The goods then pass into a drying room and are afterwards introduced into a steaming chamber, where they are given a good steaming at a slight pressure. This steaming develops the colors and causes them to impregnate the fibers more thoroughly. Subsequently, for good work, the goods should be washed to get rid of the thickening matters that are mixed with the coloring, and then the printing appears in all its beauty.

Printing on
Full Ground Colors

The foregoing briefly describes the processes of direct printing. In this case, the penetration of the colors to the opposite side of the goods is not very good. If a solid and full ground color is needed both on the face and back of the goods, it can be had either by the "Resist" or "Reserve" method, or by the "Extract" or "Discharge" method. In the "Resist" method, when a white figure is wanted on a black or colored ground, the goods are first printed with some substance which will resist the action of the dye stuffs. Then, when the goods are dyed, the treated part does not take the color and the substance used as a resist is washed out, and thus a white figure is obtained on a solid colored ground.

In the "Discharge" method, the goods are first dyed in a solid color, and are then treated with certain chemicals which destroy the dyed color wherever they touch the fabric, these chemicals being subsequently washed out where they have been applied, and thus again a white figure can be had in the colored ground. By the "Discharge" method, moreover, colored figures can also be printed on colored grounds, as certain colorings have been developed which are not affected by the discharge materials used, hence, a whole series of beautiful colors can be 60 printed on goods previously dyed with black or colored grounds, each color being mixed with a suitable chemical for discharging the ground color, and thus the colors of the printed pattern come out as desired.

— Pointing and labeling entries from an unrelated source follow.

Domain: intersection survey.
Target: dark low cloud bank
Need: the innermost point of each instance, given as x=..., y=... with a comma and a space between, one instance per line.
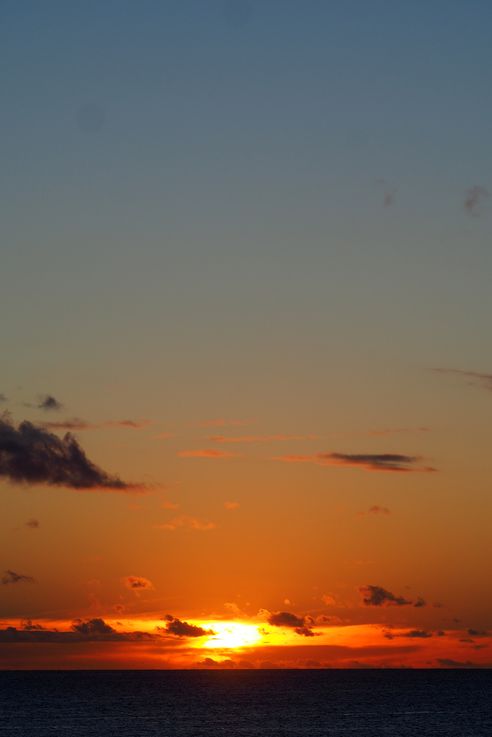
x=32, y=455
x=179, y=628
x=377, y=596
x=11, y=577
x=92, y=630
x=300, y=625
x=49, y=403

Another important process which is applied to both cotton yarn and cotton fabrics is that known as mercerization, called after "Mercer" an English chemist who introduced the process. Cotton when subjected to the action of strong, caustic alkali contracts violently, but when again stretched and straightened it is found to have acquired a distinct silkiness of appearance, and under the microscope the twisted ribbon-like fibers of the material—already referred to—will be found to have become straight, glossy and rodlike, just as a bicycle tire would appear after air was blown into it.

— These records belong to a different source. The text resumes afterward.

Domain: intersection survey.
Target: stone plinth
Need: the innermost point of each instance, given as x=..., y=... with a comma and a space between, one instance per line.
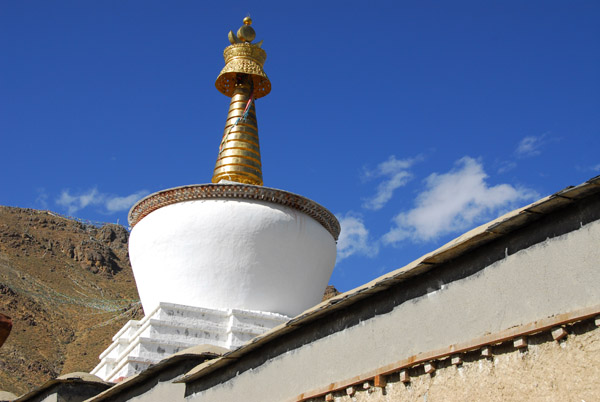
x=171, y=328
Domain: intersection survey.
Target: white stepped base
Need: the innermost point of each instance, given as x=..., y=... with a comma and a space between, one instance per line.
x=171, y=328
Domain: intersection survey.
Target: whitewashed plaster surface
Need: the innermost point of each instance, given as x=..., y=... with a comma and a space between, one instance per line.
x=171, y=328
x=557, y=276
x=223, y=254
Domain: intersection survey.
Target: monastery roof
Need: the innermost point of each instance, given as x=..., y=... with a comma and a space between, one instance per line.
x=461, y=245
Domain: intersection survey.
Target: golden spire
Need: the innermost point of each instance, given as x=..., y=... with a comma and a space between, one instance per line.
x=243, y=80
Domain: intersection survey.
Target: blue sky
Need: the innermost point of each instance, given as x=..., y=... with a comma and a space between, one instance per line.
x=411, y=121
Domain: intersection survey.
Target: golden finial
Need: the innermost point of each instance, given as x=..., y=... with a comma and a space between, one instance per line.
x=243, y=80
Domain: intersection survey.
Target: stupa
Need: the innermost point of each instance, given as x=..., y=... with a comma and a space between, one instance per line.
x=221, y=263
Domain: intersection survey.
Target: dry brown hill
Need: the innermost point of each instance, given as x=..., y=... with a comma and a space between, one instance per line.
x=68, y=287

Cotton may be mercerized either in the yarn, warp, skein, or in the piece, the first being more effective. The best and most satisfactory results are achieved when the material treated is made of fine long staple cotton, either Sea Island or Egyptian, the shorter cottons being relatively much less improved by the treatment. The mercerizing does not diminish the strength of the material, and gives to it a greater affinity for dye stuffs.

Internal Organization
of Cotton Mills

The foremen are specialists in their particular departments. The warehouseman, at one end, is a judge of cotton stock, and the foreman of the weaving room at the other knows how many automatic looms may safely be trusted to each weaver on his staff.

In between these two there are, according to the individual mill, a dozen or more other foremen, all reporting regularly to the superintendent, all captains of their own companies of workers, and all keen, in the interests of their own reputations, to operate their departments as intelligently, as efficiently, and with as little friction with their individual operators as possible. For it is generally recognized throughout the cotton industry that profitable business depends as much upon the whole-hearted cooperation of the wage-earners, as upon any other single factor.